The final rule does not include significant changes with regard to plan assignment but establishes flexibility to use additional criteria when evaluating "existing provider-beneficiary relationships" when passively enrolling or defaulting individuals into managed care plans. States must ascertain the "existing-provider relationship"—where the provider was the main source of Medicaid services for the beneficiary during the previous year—through state records on plan enrollment or FFS experience, encounter data, or contacting beneficiaries. If states are not able to make a plan assignment based on the provider relationship criteria, they must distribute enrollment into plans equitably, though they may consider additional criteria in plan assignment, including enrollment preferences of family members, quality assurance and improvement performance, contract evaluation elements, and accessibility of provider offices for people with disabilities. States have historically experienced data challenges when evaluating existing provider-beneficiary relationships and will likely continue to struggle with implementing this requirement despite the new flexibility.

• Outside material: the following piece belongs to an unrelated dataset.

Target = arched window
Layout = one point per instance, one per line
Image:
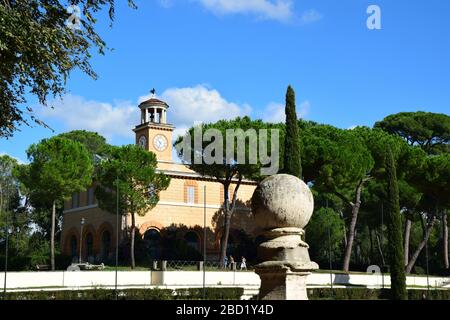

Conclusion. CMS's new requirements with regard to consumer support, enrollment and disenrollment reflect increasing efforts to improve transparency and consumer decision support in Medicaid managed care, consistent with similar efforts in QHP and Medicare Advantage. Over the coming years, states, managed care plans, consumer advocates and other stakeholders will be implementing Medicaid's new consumer support requirements, leveraging existing resources and building new capacity to provide enhanced, consumer-focused services in the nation's large and growing Medicaid managed care delivery system.